Hidup di dunia ini memang tidak mudah. Tiap-tiap manusia memiliki nasibnya sendiri: ada yang kaya raya namun ada yang miskin papa. Kondisi ini memang cukup memprihatinkan, apalagi pemerataan kekayaan belum nampak benar. Tak aneh jika profesi mengemis masih menjadi salah satu pilihan.

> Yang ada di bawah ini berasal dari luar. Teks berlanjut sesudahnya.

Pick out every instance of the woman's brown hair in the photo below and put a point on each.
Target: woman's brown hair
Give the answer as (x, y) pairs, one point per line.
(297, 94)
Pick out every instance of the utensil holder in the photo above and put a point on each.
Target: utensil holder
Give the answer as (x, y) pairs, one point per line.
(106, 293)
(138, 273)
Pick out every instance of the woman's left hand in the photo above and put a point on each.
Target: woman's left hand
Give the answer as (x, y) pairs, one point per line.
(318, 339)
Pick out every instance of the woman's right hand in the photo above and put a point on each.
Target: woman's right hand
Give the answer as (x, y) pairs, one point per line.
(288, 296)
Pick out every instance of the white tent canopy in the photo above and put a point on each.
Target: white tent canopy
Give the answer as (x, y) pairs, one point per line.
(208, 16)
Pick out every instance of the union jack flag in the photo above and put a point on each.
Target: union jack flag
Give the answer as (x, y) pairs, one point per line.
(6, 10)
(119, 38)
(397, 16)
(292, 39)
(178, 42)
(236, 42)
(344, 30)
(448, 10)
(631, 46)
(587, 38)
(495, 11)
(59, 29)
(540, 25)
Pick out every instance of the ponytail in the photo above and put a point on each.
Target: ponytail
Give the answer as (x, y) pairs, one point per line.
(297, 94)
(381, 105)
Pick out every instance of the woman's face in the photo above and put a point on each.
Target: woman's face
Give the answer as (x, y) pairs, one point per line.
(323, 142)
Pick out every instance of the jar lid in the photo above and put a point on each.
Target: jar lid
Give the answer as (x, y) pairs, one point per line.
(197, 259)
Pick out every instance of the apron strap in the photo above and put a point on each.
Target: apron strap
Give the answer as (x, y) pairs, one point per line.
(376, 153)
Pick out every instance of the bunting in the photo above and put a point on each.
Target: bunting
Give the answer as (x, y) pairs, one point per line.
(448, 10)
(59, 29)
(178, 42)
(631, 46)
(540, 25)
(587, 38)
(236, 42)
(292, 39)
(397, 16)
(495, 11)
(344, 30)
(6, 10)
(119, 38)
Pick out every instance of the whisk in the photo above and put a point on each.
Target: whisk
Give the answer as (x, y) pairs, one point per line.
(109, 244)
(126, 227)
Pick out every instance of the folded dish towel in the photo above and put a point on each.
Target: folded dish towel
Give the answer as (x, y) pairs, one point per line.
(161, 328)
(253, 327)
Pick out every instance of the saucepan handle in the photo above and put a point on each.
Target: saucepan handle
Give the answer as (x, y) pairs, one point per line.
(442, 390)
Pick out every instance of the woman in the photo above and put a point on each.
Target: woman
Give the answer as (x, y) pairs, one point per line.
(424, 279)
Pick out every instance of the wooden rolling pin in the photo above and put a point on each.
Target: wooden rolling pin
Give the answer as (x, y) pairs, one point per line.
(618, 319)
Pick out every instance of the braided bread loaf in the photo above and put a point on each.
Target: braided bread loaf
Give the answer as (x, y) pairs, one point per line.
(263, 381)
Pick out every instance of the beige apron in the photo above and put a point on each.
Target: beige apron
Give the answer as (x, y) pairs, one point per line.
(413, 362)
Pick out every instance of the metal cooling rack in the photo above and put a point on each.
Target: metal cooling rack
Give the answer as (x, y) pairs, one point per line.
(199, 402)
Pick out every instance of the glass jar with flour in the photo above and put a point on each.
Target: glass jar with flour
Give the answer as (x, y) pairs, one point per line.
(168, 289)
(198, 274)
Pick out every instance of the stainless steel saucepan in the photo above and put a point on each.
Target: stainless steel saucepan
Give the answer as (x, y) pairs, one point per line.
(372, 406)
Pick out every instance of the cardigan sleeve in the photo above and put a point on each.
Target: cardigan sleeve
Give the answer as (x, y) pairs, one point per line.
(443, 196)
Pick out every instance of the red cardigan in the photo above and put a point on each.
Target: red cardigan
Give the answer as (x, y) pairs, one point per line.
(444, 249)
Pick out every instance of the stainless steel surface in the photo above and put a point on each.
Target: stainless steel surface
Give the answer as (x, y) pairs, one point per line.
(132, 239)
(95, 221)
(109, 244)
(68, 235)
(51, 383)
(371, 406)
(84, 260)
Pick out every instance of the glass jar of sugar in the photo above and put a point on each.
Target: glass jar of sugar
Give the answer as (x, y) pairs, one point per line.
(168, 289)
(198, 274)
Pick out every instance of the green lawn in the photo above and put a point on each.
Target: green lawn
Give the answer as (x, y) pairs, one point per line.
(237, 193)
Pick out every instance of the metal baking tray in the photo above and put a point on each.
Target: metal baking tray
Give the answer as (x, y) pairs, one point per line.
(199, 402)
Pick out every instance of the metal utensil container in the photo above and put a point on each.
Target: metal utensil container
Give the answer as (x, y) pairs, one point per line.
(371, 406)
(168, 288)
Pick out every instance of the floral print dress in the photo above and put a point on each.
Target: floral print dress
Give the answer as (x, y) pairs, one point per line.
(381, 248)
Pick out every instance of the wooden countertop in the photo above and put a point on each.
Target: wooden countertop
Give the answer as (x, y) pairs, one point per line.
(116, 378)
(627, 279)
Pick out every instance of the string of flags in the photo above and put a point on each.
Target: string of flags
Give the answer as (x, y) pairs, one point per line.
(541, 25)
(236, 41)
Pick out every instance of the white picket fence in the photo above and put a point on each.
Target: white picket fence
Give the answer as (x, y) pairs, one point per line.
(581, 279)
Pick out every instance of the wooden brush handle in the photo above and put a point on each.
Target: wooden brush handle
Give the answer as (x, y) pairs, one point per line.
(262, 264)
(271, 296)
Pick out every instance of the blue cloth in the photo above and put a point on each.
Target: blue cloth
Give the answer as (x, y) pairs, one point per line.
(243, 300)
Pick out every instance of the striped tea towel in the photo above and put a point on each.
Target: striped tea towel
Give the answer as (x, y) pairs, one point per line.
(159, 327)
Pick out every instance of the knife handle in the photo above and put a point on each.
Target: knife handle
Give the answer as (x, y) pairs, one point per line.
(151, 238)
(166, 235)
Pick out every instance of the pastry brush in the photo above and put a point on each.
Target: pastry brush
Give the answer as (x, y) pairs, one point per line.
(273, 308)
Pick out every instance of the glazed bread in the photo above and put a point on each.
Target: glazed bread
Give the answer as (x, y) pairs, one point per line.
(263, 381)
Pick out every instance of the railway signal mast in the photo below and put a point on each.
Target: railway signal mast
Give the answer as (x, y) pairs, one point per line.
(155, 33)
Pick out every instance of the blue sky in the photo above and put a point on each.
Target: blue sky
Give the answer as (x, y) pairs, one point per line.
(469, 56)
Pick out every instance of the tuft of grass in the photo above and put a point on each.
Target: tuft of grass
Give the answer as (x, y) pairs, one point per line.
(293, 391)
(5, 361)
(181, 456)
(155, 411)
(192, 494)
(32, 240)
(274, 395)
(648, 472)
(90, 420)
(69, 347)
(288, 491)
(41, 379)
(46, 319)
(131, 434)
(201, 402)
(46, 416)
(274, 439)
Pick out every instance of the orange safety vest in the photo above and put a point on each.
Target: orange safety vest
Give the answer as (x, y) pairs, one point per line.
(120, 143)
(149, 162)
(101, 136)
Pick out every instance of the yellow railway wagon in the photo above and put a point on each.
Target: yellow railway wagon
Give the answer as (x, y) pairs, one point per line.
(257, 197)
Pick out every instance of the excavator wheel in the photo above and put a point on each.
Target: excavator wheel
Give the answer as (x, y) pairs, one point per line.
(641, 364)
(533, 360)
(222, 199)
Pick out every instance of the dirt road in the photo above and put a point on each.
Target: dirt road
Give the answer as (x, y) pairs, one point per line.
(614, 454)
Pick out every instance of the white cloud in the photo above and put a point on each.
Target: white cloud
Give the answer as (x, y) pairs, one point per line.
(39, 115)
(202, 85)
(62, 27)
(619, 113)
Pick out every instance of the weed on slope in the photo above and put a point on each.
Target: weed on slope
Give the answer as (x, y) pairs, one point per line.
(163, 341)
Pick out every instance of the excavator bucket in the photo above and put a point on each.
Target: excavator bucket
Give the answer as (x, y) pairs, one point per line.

Fatwa MUI Sumenep tentang haramnya mengemis belum lama ini sempat menjadi kontroversi. Mensos, Aburizal Bakrie mendukung keputusan ini. Mengemis di satu sisi adalah salah satu profesi yang sangat menjanjikan bagi sebagian orang, karena mengemis dapat mendatangkan rezeki secara langsung dan relatif mudah. Pada sisi lain, mengemis dianggap tindakan yang dapat mengganggu ketertiban umum. Apalagi, saat meminta sedekah orang disertai dengan sedikit ancaman. Hal ini tentu menjadi wajar jika mengemis dihukumi haram.
Saat menentukan suatu hukum, ulama tentu tidak dengan gegabah. Banyak pertimbangan syara' yang harus dijadikan pijakan. Selain itu, pijakan sosiologis tentu tidak boleh diabaikan. Efek dari lahirnya suatu fatwa sudah pasti akan menjadi salah satu unsur penentu ketentraman masyarakat. Dengan demikian, MUI Sumenep yang mengeluarkan fatwa haramnya mengemis dianggap telah membuat pertimbangan-pertimbangan matang tentang positif dan negatif dari munculnya fatwa tersebut.
Pada tataran praktis, kekuatan fatwa memang tidak akan sedasyat kekuatan undang-undang. Ia hanya menjadi salah satu pengisi kekosongan hukum untuk menjawab problema kontemporer. Masyarakat boleh menjalankan dan juga bisa mengabaikan. Namun, bagi sebagian masyarakat yang taat kepada ulama, munculnya fatwa merupakan bentuk aturan yang harus dijalankan. Hanya kemudian, kedewasaan masyarakat dalam menyikapi suatu produk hukum akan menentukan efektif tidaknya suatu fatwa. Jangankan fatwa, hukum yang berupa undang-undang pun tak jarang hanya menjadi dokumen tertulis ketika tidak mendapat dukungan dari masyarakat. Alhasil, fatwa MUI Sumenep tentang haramnya mengemis tinggal menunggu waktu. Jika masyarakat peduli, fatwa itu akan efektif. Namun jika tidak, fatwa itu akan mengalami nasib serupa dengan fatwa-fatwa lain yang awalnya kontroversial namun kemudian ditinggalkan.